Irrespective of these setbacks, the political system has remained stable under President Putin. The majority of the Russian population is not opposed to democracy as a system of government and supports the “Putin system.” In summary, Russia’s stateness and the quality of its political system have not changed significantly since President Putin consolidated his political power in 2000.
4.2 Market economy development
The socioeconomic situation improved slightly during the period under review. This development is mainly the result of economic recovery and less of state-sponsored measures. Accordingly, the improvement has been especially significant since the effects of the economic boom reached society in 2000. The dimension of this boom is described in the table below. It is noteworthy that unemployment has not been reduced substantially despite of high economic growth in a stable macroeconomic environment.
Table: Development of macroeconomic fundamentals (2000-2004)
Sources: EBRD – Transition Report 2005; Russian Federal Service for Statistics; Bank of Finland Institute for Economies in Transition. ¹estimated; ²Citibank Russia
The economic reforms initiated under President Putin substantially improved the formal institutional framework for market-economy action in several segments of the economic system. However, despite the strong quantitative and qualitative improvement in overall economic development serious problems remain in the economic regime. Regulatory deficiencies exist are still found in the banking system and capital market or the social system. Deficiencies in implementation are to be found in many areas of policy. Most importantly, the changes in the formal institutional framework have not been implemented in full in many policy areas because of bureaucratic inefficiencies, corruption or political interference.
D. Strategic perspective
As president Putin has successfully consolidated his power, any major changes in Russia’s political and economic development are unlikely before the end of his second term in 2008. Putin has made his political and economic aims clear, which allows for a solid prognosis.
In the political sphere most of Putin’s reform projects will go unchallenged. A change in the laws governing political parties and elections will lead to fewer relevant political parties. Regional governors will be appointed by the president and no longer elected. This will weaken the governors’ powers and strengthen the Kremlin’s in regional affairs.Reforms will also mean that regional governments will lose certain authorities to the national government. Political pressure on mass media and politically active NGOs will persist. The armed conflict in Chechnya will continue, as will the massive human rights abuses committed by the Russian military.

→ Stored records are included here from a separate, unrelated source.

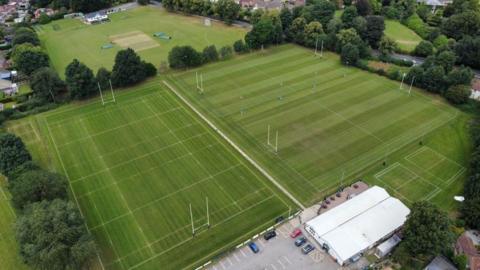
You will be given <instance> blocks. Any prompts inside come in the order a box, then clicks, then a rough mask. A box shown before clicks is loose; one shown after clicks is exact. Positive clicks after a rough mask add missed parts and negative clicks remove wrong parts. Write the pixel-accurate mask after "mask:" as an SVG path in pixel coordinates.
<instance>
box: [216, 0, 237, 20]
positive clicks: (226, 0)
mask: <svg viewBox="0 0 480 270" xmlns="http://www.w3.org/2000/svg"><path fill="white" fill-rule="evenodd" d="M214 10H215V14H216V15H217V16H218V17H219V18H220V19H221V20H223V21H225V23H226V24H232V23H233V21H234V20H236V19H237V18H238V14H239V12H240V5H239V4H237V3H235V1H233V0H218V1H217V2H216V3H215V6H214Z"/></svg>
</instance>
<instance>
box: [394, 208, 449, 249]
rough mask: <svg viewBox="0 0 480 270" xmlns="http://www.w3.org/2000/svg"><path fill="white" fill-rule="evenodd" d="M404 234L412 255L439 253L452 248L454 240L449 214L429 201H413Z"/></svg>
mask: <svg viewBox="0 0 480 270" xmlns="http://www.w3.org/2000/svg"><path fill="white" fill-rule="evenodd" d="M403 235H404V239H403V241H404V245H405V246H406V248H407V250H408V251H409V253H410V255H411V256H412V257H417V256H423V255H431V256H433V255H437V254H439V253H441V252H442V251H445V250H446V249H448V248H450V246H451V245H452V244H453V240H454V239H453V235H452V233H451V232H450V220H449V219H448V216H447V214H446V213H444V212H443V211H441V210H440V209H438V207H437V206H435V205H434V204H432V203H430V202H427V201H420V202H415V203H413V205H412V207H411V212H410V214H409V215H408V217H407V221H406V222H405V225H404V227H403Z"/></svg>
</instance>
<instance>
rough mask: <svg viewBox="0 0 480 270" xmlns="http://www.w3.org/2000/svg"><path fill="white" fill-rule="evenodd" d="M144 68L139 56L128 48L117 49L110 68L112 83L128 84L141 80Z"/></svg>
mask: <svg viewBox="0 0 480 270" xmlns="http://www.w3.org/2000/svg"><path fill="white" fill-rule="evenodd" d="M145 77H146V74H145V68H144V66H143V63H142V60H141V59H140V56H138V55H137V54H136V53H135V51H134V50H132V49H130V48H128V49H126V50H122V51H119V52H118V53H117V56H116V57H115V64H114V66H113V70H112V83H113V84H114V85H116V86H128V85H132V84H135V83H139V82H141V81H143V80H144V79H145Z"/></svg>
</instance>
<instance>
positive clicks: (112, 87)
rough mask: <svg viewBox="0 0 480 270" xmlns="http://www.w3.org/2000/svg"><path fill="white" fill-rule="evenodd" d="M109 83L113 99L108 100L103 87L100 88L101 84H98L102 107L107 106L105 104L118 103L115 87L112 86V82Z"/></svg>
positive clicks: (110, 89)
mask: <svg viewBox="0 0 480 270" xmlns="http://www.w3.org/2000/svg"><path fill="white" fill-rule="evenodd" d="M108 83H109V85H110V93H111V95H112V97H111V98H106V97H105V96H104V94H103V90H102V87H101V86H100V83H99V82H97V85H98V91H99V92H100V98H101V100H102V105H103V106H105V104H108V103H116V102H117V101H116V100H115V93H114V92H113V86H112V81H111V80H108Z"/></svg>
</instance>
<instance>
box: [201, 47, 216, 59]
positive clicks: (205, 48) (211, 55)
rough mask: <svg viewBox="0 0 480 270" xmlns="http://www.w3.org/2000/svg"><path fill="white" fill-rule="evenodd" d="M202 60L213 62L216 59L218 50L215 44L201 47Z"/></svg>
mask: <svg viewBox="0 0 480 270" xmlns="http://www.w3.org/2000/svg"><path fill="white" fill-rule="evenodd" d="M202 55H203V61H204V62H206V63H208V62H215V61H217V60H218V51H217V48H216V47H215V45H210V46H207V47H205V49H203V53H202Z"/></svg>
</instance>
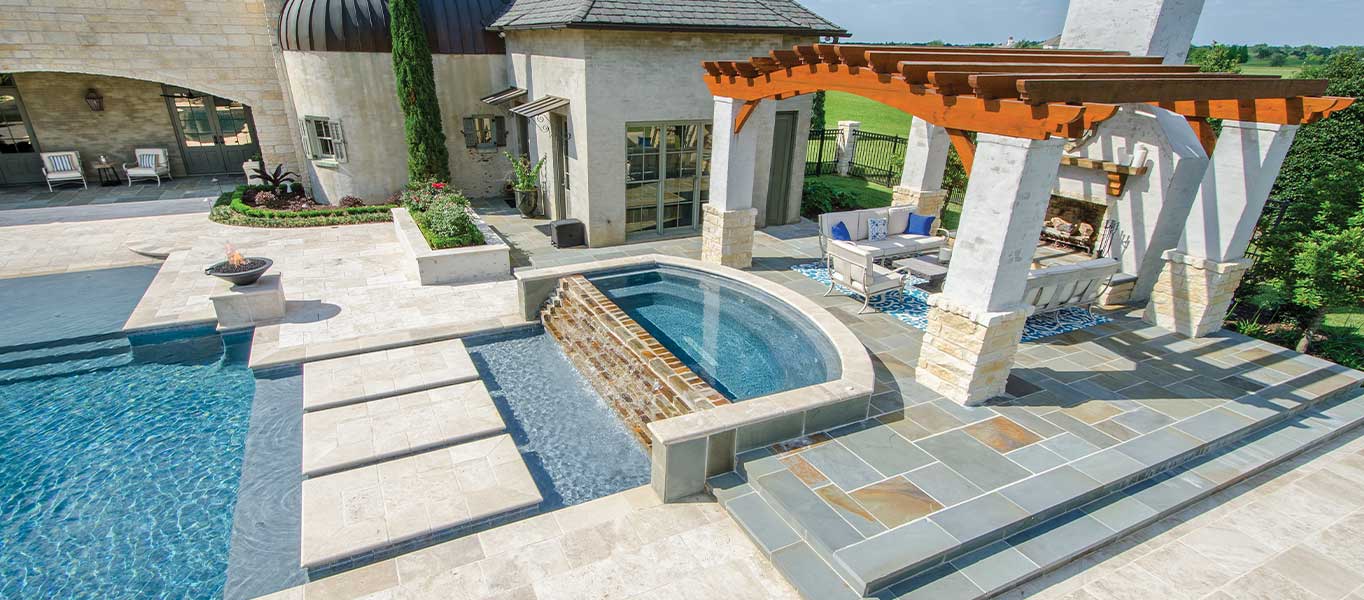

In the economic sphere, the executive branch will focus on the promotion of growth. However, it is presently unclear at present whether that means further liberal market reforms, like the break-up of natural monopolies and the reform of utilities, or whether the government will focus exclusively on control measures like the fight against corruption and administrative reform. It is also not clear how often the government will intervene directly in economic activities as it did during the Yukos affair. Russia’s economic policy seems to be standing at a crossroads.
However, an abrupt change in policy seems unlikely, as does a sudden recession. The government will continue to profit from the large revenues generated thanks to the high price of oil. There is no opposition to a continued policy of austerity. Therefore, economic growth is likely to continue, and development of the market economy will be limited.
Putin’s goals are clear and he is unwilling to alter his position in reaction to international criticism. External supporters of Russia’s development can either try to find a niche within the current system or withdraw altogether from Russia. It is not possible—at this juncture—to predict any significant changes when Putin’s second term ends in 2008.